Inicios de novela


Asalto al paraíso de Marcos Aguinis

              “Empujó hacia un extremo del balcón la maceta de geranios y acomodó su viejo sillón de mimbre que, como siempre, produjo un crujido musical cuando le encajó el cuerpo. Rosendo Ruiz terminaba de dormir la siesta e iba a gozar una media hora del grato aire que merecían sus sesenta y dos años, de los cuales había destinado la mitad a trabajar como encargado de ese edificio. Estiró las piernas y miró hacia el cielo limpio. Por la calle Arroyo había cesado la brisa. Pero hacia la derecha se dilataba la avenida 9 de Julio, donde jamás cesaba el torrente de vehículos. Casi enfrente estaba la embajada de Rumania y decenas de metros hacia la izquierda, esquinada con Suipacha, la de Israel. En unos minutos su mujer le traería el mate con una hoja de yerba buena.
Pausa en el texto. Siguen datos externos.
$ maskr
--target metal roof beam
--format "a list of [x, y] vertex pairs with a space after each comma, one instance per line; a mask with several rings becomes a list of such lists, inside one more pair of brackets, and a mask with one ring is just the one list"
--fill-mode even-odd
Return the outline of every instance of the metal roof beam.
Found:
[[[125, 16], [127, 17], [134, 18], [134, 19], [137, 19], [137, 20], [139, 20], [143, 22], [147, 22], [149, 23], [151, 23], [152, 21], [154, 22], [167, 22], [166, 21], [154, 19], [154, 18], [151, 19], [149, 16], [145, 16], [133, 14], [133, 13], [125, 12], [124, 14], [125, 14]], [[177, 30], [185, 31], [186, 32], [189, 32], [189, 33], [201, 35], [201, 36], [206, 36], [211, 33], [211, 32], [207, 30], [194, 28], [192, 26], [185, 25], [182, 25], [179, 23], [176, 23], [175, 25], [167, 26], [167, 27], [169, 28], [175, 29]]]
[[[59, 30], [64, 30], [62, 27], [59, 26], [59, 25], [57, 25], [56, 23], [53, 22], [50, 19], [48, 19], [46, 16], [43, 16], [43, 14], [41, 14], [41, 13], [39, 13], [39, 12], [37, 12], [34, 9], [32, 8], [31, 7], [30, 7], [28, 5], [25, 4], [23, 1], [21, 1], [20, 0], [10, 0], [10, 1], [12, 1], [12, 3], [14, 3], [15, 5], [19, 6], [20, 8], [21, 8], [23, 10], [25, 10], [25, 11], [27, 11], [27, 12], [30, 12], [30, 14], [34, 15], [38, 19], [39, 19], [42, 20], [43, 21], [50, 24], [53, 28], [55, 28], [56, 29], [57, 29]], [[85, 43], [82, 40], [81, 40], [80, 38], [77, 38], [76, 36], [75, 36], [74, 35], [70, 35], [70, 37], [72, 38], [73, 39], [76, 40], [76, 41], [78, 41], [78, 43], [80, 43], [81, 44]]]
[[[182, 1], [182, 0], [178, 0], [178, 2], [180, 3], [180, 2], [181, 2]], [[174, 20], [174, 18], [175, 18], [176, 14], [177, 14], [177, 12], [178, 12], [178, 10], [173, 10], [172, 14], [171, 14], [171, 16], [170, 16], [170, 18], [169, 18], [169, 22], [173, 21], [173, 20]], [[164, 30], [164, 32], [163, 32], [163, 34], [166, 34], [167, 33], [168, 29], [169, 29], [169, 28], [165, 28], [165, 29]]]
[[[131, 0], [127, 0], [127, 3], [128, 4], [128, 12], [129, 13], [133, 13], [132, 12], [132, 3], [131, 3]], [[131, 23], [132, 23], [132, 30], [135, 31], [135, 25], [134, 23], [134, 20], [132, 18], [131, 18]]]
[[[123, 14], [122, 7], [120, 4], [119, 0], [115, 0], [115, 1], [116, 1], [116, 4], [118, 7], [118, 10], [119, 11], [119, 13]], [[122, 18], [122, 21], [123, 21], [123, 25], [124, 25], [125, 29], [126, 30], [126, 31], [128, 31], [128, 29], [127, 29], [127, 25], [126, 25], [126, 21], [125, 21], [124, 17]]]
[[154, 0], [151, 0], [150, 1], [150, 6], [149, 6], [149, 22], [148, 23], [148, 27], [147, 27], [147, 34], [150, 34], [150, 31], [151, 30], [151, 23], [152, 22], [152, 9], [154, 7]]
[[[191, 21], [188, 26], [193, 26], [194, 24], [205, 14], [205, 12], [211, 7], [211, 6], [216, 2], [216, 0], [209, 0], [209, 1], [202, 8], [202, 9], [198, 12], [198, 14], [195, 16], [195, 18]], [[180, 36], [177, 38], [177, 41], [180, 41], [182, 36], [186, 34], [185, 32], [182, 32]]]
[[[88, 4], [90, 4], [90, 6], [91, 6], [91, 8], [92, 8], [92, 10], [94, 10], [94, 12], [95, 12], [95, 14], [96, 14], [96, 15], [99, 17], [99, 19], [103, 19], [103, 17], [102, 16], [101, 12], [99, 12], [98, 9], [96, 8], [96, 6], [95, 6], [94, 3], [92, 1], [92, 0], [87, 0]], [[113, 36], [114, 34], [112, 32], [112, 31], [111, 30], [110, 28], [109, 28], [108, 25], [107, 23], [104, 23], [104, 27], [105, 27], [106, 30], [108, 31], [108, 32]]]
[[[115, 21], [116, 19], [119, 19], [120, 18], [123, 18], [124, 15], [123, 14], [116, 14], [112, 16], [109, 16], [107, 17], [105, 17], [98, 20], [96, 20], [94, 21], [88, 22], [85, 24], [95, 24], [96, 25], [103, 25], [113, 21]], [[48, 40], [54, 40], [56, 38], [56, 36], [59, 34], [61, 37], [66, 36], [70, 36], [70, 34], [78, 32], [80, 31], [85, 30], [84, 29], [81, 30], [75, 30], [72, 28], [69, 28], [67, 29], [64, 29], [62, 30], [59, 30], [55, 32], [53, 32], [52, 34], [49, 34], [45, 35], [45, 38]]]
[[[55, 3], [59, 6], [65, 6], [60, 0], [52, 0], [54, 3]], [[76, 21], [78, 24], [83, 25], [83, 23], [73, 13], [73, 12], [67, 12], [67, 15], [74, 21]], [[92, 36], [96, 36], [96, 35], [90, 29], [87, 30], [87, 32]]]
              Era el 17 de marzo de 1992.
              Giró los ojos para cerciorarse de que su mujer se acercaba, porque había despertado con picazón en la garganta y sintió que le vendría bien un sorbo caliente. La brutal explosión le dio de lleno en la cabeza.
              —¡Qu... ééé! —exclamó hundiendo las uñas en el mimbre.
             De la esquina de Arroyo y Suipacha se levantaba una nube de polvo y fuego. Sus lóbulos, vertiginosos, giraban y trepaban hacia el firmamento asombrado. Estallaban vidrios y retumbaban los muros con golpes de maza.
             Se caían puertas y celosías, se agrietaban las paredes, el mundo temblaba. Ruiz se tomó la cabeza para protegerse de los proyectiles que volaban y se incrustaban en todas partes. Entre los remolinos grises se abrieron nuevas ráfagas que hacían más amenazante el fenómeno. Le costó incorporarse, aplastado por la sorpresa y el miedo; tanteó la inestable baranda y se puso de pie, semioculto tras la columna que marcaba el límite del edificio. La polvareda se expandía a lo largo de la calle. Se apantalló con una mano y logró ver una escena que lo dejó paralizado: el edificio de la embajada de Israel había desaparecido. En su lugar sedimentaba una colina de humo y polvo. La mujer de Ruiz se le acercó tiritando, con el gesto de sostener un mate con la mano derecha que en realidad estaba vacía, aferrando la nada; el mate y su bombilla de peltre habían volado hacia lo desconocido. Ambos permanecieron mudos, sin parpadear.
           Empezaron a chillar enloquecidas las sirenas, mientras desde ambulancias y autos policiales atronaban órdenes contradictorias. Rosendo entró en su living y encendió el televisor. Los programas se interrumpían para informar sobre una explosión espeluznante cuya causa se ignoraba. La honda expansiva tenía tanto poder que había roto vidrios y afectado viviendas de varias cuadras a la redonda. Vio que en sus manos había sangre y corrió al espejo: tenía dos cortes en la frente. Se desinfectó y cubrió las heridas con gasas. Mientras lo asistía, temblorosa, su mujer no dejaba de rezar el Avemaría.
           Después retornaron al balcón, convertido en observatorio privilegiado. Las palabras de los locutores de la radio, puesta al máximo volumen, eran parrafadas repetitivas, desordenadas, aún desprovistas de datos. Desde su sitio ellos podían enterarse mejor.”